Aren now puts his slight awkwardness to good use. He’s always sussing Jason out, praising and encouraging him, dancing around what he wants. And the scalding thing is, all of this plays as perfectly plausible corporate behavior; so does the company’s sudden diversity frenzy after its facial-recognition software fails to recognize the faces of Black people (a scandal that’s quickly dubbed Ghanagate). But there is also a romantic hitch. Jason has another designer colleague, Lizzie (An-Li Bogan), who Aren met cute and flirted with in a coffee shop. The two are competing (without Jason knowing it) for her affections, but the Magical Negro element is that Jason didn’t even see her that way until Aren put the idea in his head.

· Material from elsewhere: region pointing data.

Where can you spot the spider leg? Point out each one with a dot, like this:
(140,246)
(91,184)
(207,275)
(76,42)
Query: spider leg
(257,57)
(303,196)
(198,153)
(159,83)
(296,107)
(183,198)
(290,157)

The comedy is sly enough to come alive through the nuances of the acting. Justice Smith, in his solemn beard, plays a sexy geek with unusual flair, but he also has the tricky job of showing you Aren’s people-pleasing surface, the reality of his hidden thoughts, and the tug-of-war between the two; he brings it off with aplomb. Drew Tarver, who’s like a more laidback Will Forte, is the film’s egomaniacal stooge, and the glee of his performance is that he never overstates Jason’s entitlement; it’s just there. He also delivers one of the best “I’m not a racist” monologues I can remember, in part because Kobi Libii has written it with such an exquisite grasp of bogus liberal psychology. As Lizzie, An-Li Bogan is radiant but grounded, and David Alan Grier, in his white beard, plays the devotedly Magical but never toadying Roger as if he were pouring a lifetime’s worth of eye-rolling disgruntlement into it.

“The American Society of Magical Negroes” could wind up being quite the conversation piece, in part because I can see it igniting controversy. Is the film’s satirical point-of-view forward-thinking or in some way retrograde? I vote for the former, yet the risk the film takes is that it flirts with the latter. But by the end, any gloss of confusion is mostly burned away, and you’re left all too aware that what this movie is talking about is no American fiction.